Steed was a government agent, a Bond but not as young, probably not as promiscuous, and not as gadgety. He was the professional to Peel's "talented amateur", and clearly adored and respected her. Played by Patrick Macnee, Steed was urbane, unflappable, witty, and deadly when necessary. There was a tremendous mutual appreciation and sexual sizzle between the two characters, even though (or perhaps because) the nature of their relationship off-hours was never clearly spelled out to the viewer. There was also an obvious age difference: Macnee was 43 when the Steed-and-Emma episodes began.
To a certain extent, that kind of age difference is the Hollywood standard, even today. The parts seem to keep coming for aging male actors in a way that they do not for women. In fact, the parts for older women are so few that Meryl Streep can almost play them all and still have days off.
I don't know whether that thinking was in play when Mrs. Peel hit the small screen, and I didn't much care. The sparkling relationship entranced me. In it, I saw (subconsciously) that it takes a very confident man to give a smart woman the kind of acceptance that allows her to reveal how just how smart she really is.
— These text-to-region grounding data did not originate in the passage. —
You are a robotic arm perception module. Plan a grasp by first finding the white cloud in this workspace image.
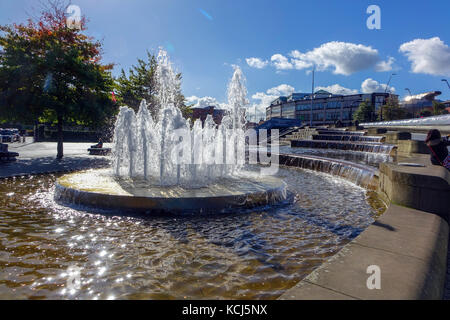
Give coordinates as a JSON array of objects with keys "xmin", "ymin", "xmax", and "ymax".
[
  {"xmin": 361, "ymin": 78, "xmax": 395, "ymax": 93},
  {"xmin": 399, "ymin": 37, "xmax": 450, "ymax": 76},
  {"xmin": 267, "ymin": 84, "xmax": 295, "ymax": 96},
  {"xmin": 186, "ymin": 96, "xmax": 227, "ymax": 109},
  {"xmin": 253, "ymin": 41, "xmax": 395, "ymax": 75},
  {"xmin": 270, "ymin": 53, "xmax": 293, "ymax": 70},
  {"xmin": 316, "ymin": 84, "xmax": 359, "ymax": 95},
  {"xmin": 290, "ymin": 41, "xmax": 380, "ymax": 75},
  {"xmin": 375, "ymin": 57, "xmax": 395, "ymax": 72},
  {"xmin": 245, "ymin": 58, "xmax": 269, "ymax": 69},
  {"xmin": 247, "ymin": 89, "xmax": 278, "ymax": 121}
]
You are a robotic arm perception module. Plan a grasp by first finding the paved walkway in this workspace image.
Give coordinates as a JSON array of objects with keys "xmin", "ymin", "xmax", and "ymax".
[{"xmin": 0, "ymin": 140, "xmax": 110, "ymax": 178}]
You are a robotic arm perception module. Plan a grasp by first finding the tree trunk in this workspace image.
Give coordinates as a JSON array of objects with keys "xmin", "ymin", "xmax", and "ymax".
[{"xmin": 56, "ymin": 116, "xmax": 64, "ymax": 160}]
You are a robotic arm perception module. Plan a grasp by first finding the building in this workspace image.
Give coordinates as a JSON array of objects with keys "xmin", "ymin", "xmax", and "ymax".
[
  {"xmin": 192, "ymin": 106, "xmax": 225, "ymax": 125},
  {"xmin": 266, "ymin": 90, "xmax": 398, "ymax": 125},
  {"xmin": 401, "ymin": 91, "xmax": 442, "ymax": 116}
]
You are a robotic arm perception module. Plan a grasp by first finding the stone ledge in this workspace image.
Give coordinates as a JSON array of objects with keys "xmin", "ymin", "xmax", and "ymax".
[
  {"xmin": 378, "ymin": 156, "xmax": 450, "ymax": 221},
  {"xmin": 280, "ymin": 205, "xmax": 449, "ymax": 300}
]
That kind of confidence has many roots; one of them is having lived a lot of life. So, perhaps from henceforth, the older and wiser man for me.
John Steed, preferably. But, you say, he is only a fictional character. Yeah, well, that there would be a problem, maybe. Or maybe not. Because to a certain extent, maybe we all are fictional characters. Really, how often do we look at someone and see them as they really are? Or as God sees them? Not very often, I think. We tend to see projections of what we want and need superimposed on the persons upon whom we're focused. When they turn out to be just themselves, and not our fantasy about them, disappointment ensues. Friendships shatter. Marriages fail. Who knew that Lassie would turn out to be a dog with shedding issues, and really big teeth?
I think it is safe to say that I still have not met my John Steed. If I have, I have not recognized him, perhaps because he is already partnered, or because he is only five years old so far in this lifetime. It's OK. I still have a fair amount of work and play to do in the living of this life, and I pray I will keep going, and going strong, until the day I die. At which time I hope that sweet five-year old, aged forty-five or so by then, will think, "Oh, how sad. She always reminded me of Emma Peel."